The pin-header enables easy integration of specialized or custom cables and connectors supplied by third-party vendors. Also, when the 15T/H is used to replace other brands, it facilitates backward compatibility with existing connectors.
The Model 15T/H pin header is a available with Line-Driver output, 5VDC supply voltage and standard Quadrature Phasing. Due to the connector, IP50 is specified. See the Data Sheet for pin-out and more product details. The pin header is supplied with a mating connector and 18 inches of cable.
In many instances, the pin-header allows you to simply disconnect the existing cable from the encoder to be replaced and leave the cable intact. For applications in servo, stepper and PMDC motors, this greatly simplifies replacement.
RENCO Option: For certain RENCO encoders, BEPc offers a cable with a special mating connector (shown below) under the part number extension "SPEC779". See our Technical Bulletin No. 532 for more details on this option.
6. A Note About Footnotes: The Model 15T/H Data Sheet (and in fact, every BEPc Data Sheet) includes footnotes that indicate certain configuration constraints or considerations.
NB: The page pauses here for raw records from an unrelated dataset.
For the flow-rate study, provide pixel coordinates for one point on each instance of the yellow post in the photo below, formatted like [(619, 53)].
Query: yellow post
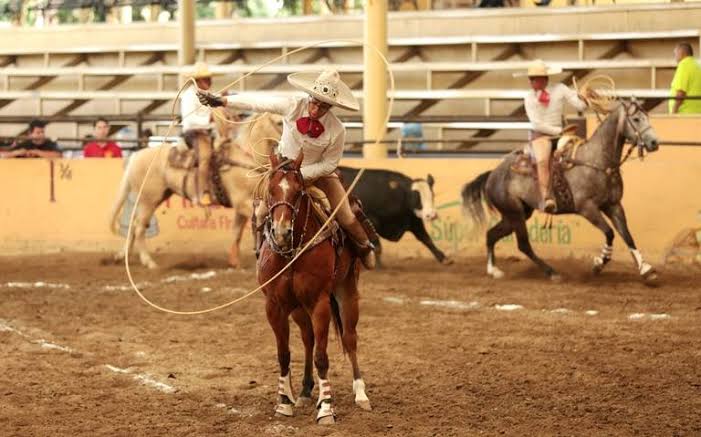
[(375, 79), (186, 19), (307, 7)]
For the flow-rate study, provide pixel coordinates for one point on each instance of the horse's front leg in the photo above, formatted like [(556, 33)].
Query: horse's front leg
[(307, 332), (240, 221), (618, 217), (593, 214), (347, 297), (278, 319), (321, 316)]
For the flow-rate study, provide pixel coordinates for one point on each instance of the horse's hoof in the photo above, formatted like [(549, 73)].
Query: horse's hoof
[(364, 405), (447, 261), (303, 402), (555, 277), (496, 273), (284, 410), (327, 420)]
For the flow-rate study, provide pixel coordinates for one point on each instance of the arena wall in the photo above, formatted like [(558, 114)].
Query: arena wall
[(65, 205)]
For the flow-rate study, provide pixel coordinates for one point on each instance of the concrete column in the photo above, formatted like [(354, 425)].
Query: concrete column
[(223, 10), (375, 79), (425, 5), (186, 19)]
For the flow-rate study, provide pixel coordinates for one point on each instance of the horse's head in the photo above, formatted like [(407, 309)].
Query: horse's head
[(424, 206), (637, 129), (285, 192)]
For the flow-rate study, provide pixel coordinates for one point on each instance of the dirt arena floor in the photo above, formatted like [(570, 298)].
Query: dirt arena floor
[(445, 352)]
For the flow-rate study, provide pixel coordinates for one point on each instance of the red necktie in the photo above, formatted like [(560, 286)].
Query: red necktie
[(310, 126)]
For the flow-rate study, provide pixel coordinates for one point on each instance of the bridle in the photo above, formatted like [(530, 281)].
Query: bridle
[(294, 207)]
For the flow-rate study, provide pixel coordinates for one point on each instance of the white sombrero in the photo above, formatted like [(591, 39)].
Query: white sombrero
[(326, 86), (539, 68), (200, 71)]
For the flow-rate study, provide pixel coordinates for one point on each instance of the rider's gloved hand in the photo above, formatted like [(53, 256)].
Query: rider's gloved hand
[(210, 99)]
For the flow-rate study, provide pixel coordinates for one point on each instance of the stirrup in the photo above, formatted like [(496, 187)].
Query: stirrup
[(205, 199), (549, 206)]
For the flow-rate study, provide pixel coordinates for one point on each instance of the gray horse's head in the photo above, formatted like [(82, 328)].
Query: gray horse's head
[(637, 128)]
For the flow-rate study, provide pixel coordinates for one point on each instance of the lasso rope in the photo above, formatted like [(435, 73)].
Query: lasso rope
[(311, 240)]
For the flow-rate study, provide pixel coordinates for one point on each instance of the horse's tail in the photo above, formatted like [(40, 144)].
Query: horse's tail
[(337, 322), (119, 202), (474, 198)]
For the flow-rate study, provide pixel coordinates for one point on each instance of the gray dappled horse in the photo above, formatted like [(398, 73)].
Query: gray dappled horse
[(595, 182)]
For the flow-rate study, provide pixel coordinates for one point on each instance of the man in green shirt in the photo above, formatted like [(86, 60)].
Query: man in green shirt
[(686, 82)]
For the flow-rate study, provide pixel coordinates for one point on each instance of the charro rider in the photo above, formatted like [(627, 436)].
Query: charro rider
[(197, 129), (545, 105), (309, 125)]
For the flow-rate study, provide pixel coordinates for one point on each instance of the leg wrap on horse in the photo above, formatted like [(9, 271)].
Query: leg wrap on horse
[(325, 402), (284, 389)]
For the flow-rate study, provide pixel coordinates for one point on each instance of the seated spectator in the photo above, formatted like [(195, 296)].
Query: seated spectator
[(686, 82), (37, 146), (101, 147)]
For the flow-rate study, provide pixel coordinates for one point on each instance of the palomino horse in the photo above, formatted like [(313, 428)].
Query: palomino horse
[(319, 286), (595, 182), (164, 180)]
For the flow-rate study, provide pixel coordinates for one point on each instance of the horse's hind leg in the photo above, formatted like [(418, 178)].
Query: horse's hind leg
[(496, 233), (524, 245), (305, 326), (278, 319), (321, 316), (594, 216), (141, 222), (618, 217), (347, 298)]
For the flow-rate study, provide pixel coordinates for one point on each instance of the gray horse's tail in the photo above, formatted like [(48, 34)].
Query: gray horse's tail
[(474, 198)]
For example, the High Temp option (-20C-120C) is available only with the 5Vcc power supply. Fortunately, our internal product configurator will intercept part numbers with incompatible features at the time of order entry. However, that is usually inconvenient timing for all parties involved. If in doubt, you're always welcome to have the BEPc Sales Team double-check your part number prior to ordering.
For the most part, specifying encoders for servo motor application is similar to any other specification process: understand the electrical, mechanical and environmental requirements of the encoder. A little extra attention to the points above could save some time, money--and aspirin.